# Possible new passenger rail routes in Utah mooted



## jis (Oct 25, 2022)

The Governor of Utah has been talking about possible new passenger rail routes in Utah. That is quite a change from the Utah DOT which claims that it is not in the business of doing rail service of any sort. The SLC stuff is a city project mostly apparently.

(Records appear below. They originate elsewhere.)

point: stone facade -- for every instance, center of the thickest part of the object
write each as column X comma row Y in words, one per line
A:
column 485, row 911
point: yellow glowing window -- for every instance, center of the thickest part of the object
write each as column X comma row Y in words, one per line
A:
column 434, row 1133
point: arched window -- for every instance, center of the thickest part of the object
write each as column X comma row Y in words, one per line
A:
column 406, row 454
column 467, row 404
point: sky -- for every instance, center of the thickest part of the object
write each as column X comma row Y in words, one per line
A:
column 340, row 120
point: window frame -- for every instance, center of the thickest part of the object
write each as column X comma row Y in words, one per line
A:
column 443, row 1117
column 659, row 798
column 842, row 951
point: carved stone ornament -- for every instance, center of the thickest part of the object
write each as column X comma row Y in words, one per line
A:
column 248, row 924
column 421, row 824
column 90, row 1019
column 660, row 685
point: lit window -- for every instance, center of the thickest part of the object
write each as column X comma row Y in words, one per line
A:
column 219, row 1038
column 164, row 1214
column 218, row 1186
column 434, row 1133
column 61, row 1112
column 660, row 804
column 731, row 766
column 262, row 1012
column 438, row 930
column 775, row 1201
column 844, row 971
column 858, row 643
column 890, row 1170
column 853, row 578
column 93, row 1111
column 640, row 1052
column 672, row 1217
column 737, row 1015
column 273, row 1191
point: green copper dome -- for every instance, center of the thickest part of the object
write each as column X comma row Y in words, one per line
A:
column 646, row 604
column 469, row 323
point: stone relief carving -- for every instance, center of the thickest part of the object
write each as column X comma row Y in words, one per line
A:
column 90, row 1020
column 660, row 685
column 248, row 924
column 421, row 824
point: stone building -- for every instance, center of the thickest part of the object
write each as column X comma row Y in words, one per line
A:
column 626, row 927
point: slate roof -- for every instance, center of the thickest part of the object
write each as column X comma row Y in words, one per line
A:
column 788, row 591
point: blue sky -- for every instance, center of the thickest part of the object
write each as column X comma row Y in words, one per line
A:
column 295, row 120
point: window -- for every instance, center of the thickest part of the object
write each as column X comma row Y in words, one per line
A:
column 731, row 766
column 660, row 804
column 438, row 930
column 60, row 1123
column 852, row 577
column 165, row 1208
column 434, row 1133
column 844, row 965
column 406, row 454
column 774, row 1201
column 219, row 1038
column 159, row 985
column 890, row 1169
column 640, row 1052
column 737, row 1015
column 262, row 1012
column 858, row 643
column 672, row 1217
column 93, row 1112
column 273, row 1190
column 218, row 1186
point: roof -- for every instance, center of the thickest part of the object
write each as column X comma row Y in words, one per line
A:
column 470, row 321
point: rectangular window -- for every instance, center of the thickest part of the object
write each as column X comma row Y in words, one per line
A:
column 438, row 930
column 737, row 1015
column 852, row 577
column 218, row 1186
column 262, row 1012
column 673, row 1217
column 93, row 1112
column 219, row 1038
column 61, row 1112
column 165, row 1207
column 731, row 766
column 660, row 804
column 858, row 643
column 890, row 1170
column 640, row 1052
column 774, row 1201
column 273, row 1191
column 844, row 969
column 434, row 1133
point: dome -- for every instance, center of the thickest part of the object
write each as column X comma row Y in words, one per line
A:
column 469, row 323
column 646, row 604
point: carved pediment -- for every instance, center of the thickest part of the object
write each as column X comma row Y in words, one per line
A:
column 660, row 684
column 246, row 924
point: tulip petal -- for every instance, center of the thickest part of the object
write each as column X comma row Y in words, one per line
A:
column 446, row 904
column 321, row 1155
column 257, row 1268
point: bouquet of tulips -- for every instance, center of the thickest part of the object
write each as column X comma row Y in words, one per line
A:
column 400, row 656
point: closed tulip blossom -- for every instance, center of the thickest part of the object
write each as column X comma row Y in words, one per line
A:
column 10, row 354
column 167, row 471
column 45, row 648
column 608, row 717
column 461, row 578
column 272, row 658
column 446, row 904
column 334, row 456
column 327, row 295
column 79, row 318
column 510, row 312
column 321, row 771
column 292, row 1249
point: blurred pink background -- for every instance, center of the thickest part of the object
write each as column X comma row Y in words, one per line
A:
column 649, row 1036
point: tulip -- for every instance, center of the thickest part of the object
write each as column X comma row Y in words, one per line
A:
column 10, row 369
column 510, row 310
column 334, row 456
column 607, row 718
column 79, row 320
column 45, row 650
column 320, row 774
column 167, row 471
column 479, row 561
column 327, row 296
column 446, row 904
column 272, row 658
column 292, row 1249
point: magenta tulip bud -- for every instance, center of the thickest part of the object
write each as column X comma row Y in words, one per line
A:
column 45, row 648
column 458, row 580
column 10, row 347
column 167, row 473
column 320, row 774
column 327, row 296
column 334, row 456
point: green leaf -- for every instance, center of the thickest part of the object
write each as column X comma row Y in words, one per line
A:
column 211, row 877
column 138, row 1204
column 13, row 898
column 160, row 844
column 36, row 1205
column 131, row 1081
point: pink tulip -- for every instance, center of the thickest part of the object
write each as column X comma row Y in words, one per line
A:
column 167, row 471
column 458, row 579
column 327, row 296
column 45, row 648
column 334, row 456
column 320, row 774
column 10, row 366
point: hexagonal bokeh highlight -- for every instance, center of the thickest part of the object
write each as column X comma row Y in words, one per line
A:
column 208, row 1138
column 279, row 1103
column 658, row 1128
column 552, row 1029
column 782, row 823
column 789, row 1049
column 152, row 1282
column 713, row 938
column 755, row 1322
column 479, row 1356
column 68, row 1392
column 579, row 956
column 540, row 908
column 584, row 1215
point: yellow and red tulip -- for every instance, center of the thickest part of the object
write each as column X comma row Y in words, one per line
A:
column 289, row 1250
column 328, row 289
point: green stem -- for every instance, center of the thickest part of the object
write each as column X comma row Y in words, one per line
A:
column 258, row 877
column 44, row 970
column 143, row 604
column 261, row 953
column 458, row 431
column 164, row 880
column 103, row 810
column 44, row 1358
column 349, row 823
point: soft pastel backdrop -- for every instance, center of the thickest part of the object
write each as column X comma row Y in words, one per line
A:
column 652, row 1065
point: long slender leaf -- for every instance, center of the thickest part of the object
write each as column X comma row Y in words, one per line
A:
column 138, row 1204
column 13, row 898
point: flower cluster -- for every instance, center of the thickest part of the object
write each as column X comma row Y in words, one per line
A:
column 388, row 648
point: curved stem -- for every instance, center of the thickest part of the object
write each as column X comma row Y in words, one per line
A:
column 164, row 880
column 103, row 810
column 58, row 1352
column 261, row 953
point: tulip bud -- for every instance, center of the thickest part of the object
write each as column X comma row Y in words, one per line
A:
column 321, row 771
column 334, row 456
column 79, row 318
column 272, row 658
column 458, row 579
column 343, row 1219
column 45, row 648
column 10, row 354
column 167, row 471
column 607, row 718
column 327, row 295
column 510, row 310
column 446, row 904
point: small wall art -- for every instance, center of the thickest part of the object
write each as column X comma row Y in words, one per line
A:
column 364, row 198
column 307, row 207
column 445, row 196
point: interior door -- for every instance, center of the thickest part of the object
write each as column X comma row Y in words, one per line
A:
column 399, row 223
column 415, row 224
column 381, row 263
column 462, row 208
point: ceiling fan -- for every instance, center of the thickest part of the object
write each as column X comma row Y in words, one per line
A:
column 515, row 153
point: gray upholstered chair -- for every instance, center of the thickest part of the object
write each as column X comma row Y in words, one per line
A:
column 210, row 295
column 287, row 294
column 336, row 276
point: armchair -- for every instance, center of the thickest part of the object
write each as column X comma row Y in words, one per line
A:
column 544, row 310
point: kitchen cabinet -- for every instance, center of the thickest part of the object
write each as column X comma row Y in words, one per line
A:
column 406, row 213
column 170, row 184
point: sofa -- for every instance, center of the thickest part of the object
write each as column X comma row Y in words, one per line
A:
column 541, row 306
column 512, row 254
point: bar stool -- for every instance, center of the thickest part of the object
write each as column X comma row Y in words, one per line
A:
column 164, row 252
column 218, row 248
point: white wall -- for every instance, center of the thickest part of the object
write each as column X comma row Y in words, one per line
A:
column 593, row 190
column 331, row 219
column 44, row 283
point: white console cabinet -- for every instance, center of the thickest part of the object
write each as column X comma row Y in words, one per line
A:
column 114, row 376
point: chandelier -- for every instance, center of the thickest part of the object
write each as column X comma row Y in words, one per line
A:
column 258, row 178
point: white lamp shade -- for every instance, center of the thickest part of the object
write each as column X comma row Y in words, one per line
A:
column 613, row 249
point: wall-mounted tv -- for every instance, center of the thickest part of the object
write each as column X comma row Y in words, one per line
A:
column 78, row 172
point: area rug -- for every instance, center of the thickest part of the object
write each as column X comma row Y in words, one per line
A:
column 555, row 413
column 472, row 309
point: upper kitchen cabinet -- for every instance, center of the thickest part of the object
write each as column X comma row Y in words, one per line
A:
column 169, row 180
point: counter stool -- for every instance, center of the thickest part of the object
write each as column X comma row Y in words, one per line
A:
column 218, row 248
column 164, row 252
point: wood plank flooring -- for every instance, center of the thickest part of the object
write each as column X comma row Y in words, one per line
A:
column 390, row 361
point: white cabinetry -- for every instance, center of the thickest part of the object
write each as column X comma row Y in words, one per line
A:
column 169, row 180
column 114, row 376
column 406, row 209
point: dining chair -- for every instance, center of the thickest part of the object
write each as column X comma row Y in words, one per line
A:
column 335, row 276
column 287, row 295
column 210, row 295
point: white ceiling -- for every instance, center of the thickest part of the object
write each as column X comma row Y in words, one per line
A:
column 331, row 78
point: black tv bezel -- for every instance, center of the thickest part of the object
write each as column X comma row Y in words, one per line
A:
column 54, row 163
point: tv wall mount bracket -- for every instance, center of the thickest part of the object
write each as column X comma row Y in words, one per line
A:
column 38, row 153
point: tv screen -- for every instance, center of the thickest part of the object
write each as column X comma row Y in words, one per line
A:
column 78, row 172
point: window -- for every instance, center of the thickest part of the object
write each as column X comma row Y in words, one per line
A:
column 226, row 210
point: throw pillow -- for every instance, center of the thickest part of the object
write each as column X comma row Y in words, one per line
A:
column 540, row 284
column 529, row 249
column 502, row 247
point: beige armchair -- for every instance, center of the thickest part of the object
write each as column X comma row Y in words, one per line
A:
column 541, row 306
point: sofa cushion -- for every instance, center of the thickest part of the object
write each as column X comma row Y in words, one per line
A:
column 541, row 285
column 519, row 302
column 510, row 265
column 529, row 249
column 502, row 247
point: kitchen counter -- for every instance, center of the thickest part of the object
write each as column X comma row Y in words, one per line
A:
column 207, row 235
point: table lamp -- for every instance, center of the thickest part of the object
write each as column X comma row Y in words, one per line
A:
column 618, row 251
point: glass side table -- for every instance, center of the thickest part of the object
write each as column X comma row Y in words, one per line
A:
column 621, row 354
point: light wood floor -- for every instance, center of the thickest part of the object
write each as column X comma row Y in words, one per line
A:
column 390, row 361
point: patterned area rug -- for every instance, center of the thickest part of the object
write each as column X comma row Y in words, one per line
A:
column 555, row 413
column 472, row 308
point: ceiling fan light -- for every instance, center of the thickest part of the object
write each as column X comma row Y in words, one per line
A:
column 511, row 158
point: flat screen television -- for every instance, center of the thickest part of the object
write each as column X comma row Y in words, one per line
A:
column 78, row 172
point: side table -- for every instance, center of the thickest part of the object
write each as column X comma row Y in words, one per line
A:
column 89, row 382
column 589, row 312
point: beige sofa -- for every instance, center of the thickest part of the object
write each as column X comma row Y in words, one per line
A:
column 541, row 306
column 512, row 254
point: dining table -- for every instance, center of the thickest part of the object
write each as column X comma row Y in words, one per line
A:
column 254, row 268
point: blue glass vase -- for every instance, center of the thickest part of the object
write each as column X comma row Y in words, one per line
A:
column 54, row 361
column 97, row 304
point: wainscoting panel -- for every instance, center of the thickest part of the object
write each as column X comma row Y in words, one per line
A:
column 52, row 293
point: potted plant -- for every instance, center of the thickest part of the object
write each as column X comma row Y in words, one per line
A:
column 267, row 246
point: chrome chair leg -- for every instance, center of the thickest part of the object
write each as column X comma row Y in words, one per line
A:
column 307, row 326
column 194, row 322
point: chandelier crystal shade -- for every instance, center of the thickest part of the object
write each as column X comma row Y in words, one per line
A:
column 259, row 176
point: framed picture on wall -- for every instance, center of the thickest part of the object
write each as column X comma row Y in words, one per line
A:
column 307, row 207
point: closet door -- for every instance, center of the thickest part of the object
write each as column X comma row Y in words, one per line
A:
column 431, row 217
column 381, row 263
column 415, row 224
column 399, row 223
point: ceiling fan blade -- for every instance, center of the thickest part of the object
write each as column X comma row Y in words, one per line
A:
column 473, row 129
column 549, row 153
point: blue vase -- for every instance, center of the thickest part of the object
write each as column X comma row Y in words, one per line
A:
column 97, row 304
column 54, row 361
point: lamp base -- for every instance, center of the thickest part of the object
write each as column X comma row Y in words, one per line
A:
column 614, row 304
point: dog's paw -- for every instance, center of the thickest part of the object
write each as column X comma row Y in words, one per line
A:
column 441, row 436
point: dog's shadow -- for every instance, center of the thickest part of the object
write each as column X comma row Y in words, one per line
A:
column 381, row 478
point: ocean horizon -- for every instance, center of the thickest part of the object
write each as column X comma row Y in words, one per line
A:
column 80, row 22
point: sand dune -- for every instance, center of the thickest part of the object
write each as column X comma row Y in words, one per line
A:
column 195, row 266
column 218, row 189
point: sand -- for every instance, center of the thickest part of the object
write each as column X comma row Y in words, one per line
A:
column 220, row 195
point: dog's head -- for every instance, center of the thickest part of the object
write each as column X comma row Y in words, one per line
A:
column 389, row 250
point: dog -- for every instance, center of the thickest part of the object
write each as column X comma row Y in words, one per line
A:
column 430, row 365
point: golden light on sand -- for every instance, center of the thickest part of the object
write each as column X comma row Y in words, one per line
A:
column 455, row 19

Utah exploring new passenger line; could it choose high-speed rail? - Railway Track and Structures


Utah is exploring the idea of a new passenger line. Could it choose high-speed rail? Cost for just a study could be hundreds of millions of dollars.




www.rtands.com


----------



## Anderson (Oct 26, 2022)

The article was rather...amorphous about what lines were potentially being considered.


----------



## danasgoodstuff (Oct 26, 2022)

There's been talk of SLC to Boise, and possibly on to PDX from there. Another possibility would be south from SLC to Vegas. Not sure what else would make sense, maybe Ogden to Cheyenne? They have a rather extensive local rail system now in the Ogden/SLC/Provo area, but there isn't much population elsewhere in the State, is there?


----------



## Willbridge (Oct 28, 2022)

One thing that will generate consulting work is that the LA&SL line _(Desert Wind) _bypasses rapidly growing St. George and the I-15 corridor by 65 to 90 miles.

In the meantime, there's the bus.


----------